For about two years now I have been recommending real estate as an investment. I particularly like rental property. Why rental property? First of all, because it creates cash flow, and if you have to sit on it for a while and wait for the market to come back, you can because someone else is paying the note. Second, and most of all, because of what I see coming in the not so distant future.
In the late 1970s and into the early 1980s the fed raised interest rates dramatically to combat inflation. Inflation can be caused by an extended period of time with abnormally low interest rates. Currently interest rates have been at historic low levels for about four years, and Federal Reserve Chairman, Ben Bernanke says we should expect rates to remain very low through 2014. With QE1, QE2, “Operation Twist,” and potentially a form of QE3 (with a different name of course) around the corner, it would not be surprising to see inflation rear its ugly head in the near future.

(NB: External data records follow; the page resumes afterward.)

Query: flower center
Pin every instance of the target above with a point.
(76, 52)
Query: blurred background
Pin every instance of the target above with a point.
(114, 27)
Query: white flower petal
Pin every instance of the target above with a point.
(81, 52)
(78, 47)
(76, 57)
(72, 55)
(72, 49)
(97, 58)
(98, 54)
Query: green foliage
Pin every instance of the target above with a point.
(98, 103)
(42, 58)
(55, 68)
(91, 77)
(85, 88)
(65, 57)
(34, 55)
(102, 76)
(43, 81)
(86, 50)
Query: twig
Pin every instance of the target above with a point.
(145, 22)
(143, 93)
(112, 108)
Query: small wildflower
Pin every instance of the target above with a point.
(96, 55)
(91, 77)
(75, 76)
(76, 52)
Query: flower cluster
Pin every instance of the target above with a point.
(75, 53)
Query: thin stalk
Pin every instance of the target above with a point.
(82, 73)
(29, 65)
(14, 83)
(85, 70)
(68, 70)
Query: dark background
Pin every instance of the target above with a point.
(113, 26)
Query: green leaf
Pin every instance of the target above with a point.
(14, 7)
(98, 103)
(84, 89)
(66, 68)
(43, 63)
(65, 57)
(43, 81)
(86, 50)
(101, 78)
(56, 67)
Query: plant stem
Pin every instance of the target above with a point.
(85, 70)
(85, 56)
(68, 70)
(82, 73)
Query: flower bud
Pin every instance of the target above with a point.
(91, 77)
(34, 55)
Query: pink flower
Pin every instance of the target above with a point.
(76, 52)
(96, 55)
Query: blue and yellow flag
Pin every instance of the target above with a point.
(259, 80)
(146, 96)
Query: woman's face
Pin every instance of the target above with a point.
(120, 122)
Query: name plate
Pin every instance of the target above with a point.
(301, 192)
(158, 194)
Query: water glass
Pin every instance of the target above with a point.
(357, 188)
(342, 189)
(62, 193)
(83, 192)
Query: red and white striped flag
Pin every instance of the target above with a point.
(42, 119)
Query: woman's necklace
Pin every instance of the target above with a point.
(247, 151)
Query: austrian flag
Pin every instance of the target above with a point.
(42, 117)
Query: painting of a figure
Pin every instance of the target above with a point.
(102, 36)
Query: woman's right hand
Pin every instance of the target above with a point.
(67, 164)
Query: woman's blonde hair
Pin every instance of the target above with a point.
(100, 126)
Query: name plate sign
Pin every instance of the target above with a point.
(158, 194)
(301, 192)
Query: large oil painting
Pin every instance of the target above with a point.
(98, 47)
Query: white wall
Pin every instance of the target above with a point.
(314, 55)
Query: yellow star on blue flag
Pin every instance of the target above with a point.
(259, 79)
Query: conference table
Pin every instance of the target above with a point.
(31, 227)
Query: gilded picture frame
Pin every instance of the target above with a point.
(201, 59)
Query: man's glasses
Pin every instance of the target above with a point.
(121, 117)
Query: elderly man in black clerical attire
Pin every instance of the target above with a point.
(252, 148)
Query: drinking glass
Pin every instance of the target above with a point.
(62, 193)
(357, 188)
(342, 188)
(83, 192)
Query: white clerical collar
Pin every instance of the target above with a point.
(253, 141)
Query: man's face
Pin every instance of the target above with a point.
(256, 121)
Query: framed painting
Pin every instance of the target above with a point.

A simple way to define inflation is: your money is worth less than it used to be. The only reason the US Dollar has not fallen apart is because the Eurozone is in such bad shape. Once the Euro crisis is over, I expect the dollar to start declining in value again. At some point I believe the fed is going to be forced, like in the late 1970s – early 1980s, to aggressively raise rates. This means the cost of borrowing money will become much more expensive. Lending standards have already become much tighter, but once rates jump it will really narrow the playing field. Mortgage rates will go up significantly, and it will be harder for people to buy a home. When people find it difficult to buy a home, what do they do? They rent!
When this happens, those who own rental property will be in a very nice position. When the demand for property to rent goes up, so will rent prices. It is simple supply and demand. When there is high demand and low supply, prices go up. Those who bought or refinanced properties with the record low rates we have right now will be able to increase their rent prices, and dramatically increase cash flow once this occurs. Another option would be to sell some of the properties and do an owner-financed sale. Let’s say rates go to ten percent, and your property is financed at four percent. You could ask for a significant down payment and then charge the buyer eight or nine percent. The buyer would be getting a great deal because they are getting financing a hundred basis points cheaper than the best mortgage rates, and you get a great deal because you are collecting twice as much as you are paying.
Opportunities come around all the time. So often just we hear talk about the ones that we could have, should have, or would have acted on. The ones who take action are the ones who reap the rewards. This is certainly one of the best times in history to be acquiring rental property. Will you be one who could have, should have, would have, but…? Or will you be someone who did and reaps the rewards?